Ich fand es schön, mit Amanda zusammen zu sein, sie ließ einen alles andere vergessen. In Amandas Gesellschaft kam es einem ganz selbstverständlich vor, dass es im Leben nur darum ging, so viel Spaß wie möglich zu haben. Und ihre Dumme-Blondine-Nummer war fast immer richtig unterhaltsam. Wenn man sie fragte, wie das Wetter wird, antwortete sie »Flipflop«. Oder »40 Denier«. Wenn es richtig kalt war, stellte sie fest, dass »ganz schlimmes Après-Ski« herrschte, und dann kam sie mit gefütterten Leggings, Moonboots und einer Daunenjacke mit Kaninchenpelzkragen in die Schule.

Amanda oberflächlich zu nennen wäre zu einfach. Klar, sie konnte ihr Taschengeld wohl kaum aufbessern, indem sie gelegentlich Leitartikel in einer seriösen Tageszeitung schrieb. Sie meinte, »Unterdrückung ist schlimm« und »Rassismus ist schlimm« und »Armut ist ganz schlimm«. Sie war eine positive Stammlerin. Sie verdoppelte alle Urteile. Super super gut, mega mega gemütlich und winzig winzig klein. (Letzteres ist wohl eher ein Verdreifachung?) Ihre Einstellung zu Politik und Gleichberechtigung oder zu jeder beliebigen anderen politischen Frage beruhten auf dreieinhalb Reportagen, die sie im Fernsehen gesehen (und bei denen sie geweint) hatte. Und als sie sich den Youtube-Clip ansah, in dem der fetteste Mann der Welt zum ersten Mal seit dreißig Jahren das Haus verließ, in dem er lebte, sagte sie: »Psst, jetzt nicht, ich schaue gerade Nachrichten.«

Am liebsten sprach Amanda über ihre Angst. Sie beugte sich vor und flüsterte, wie belastend diese Essstörungen und der Schlafmangel seien (»wirklich super super belastend«). Eine Zeit lang erklärte sie, dass sie alles Grüne und die Ziffer neun unbedingt vermeiden müsse, dass sie allen Bordsteinkanten ausweichen müsse (»also, ich mache das nicht bewusst, ich muss es einfach tun, weil ich fest daran glaube, dass ich sonst sterben werde, also richtig sterben, in echt«). Manchmal drehte sie die Lautstärke auf, wenn sie nicht die Reaktion bekam, die sie erwartet hatte.

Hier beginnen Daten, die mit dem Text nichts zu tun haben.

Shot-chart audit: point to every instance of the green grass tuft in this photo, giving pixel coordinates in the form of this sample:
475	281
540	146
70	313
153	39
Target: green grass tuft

Sie tat so, als würde die Brandnarbe, die sie sich zugezogen hatte, als wir uns irgendwann zwischendurch einen Pfannkuchen backen wollten, von etwas ganz anderem stammen, von etwas, über das sie »lieber nicht reden« wolle. Die Idee war, dass die Leute glauben sollten, sie stamme von einem Selbstmordversuch. Dass ich die Wahrheit erzählen könnte, lag außerhalb ihres Erwartungshorizonts.

Aber es war nicht einfach so, dass sie log, jedenfalls nicht ausschließlich. Klar fand sie das Leben manchmal anstrengend. Und sie glaubte, dass Angst so etwas wäre wie die Sorge, den Bus zu verpassen, oder dass sie Bulimie hätte, weil ihr schlecht war, nachdem sie zweihundert Gramm Nussschokolade in weniger als zehn Minuten gegessen hatte.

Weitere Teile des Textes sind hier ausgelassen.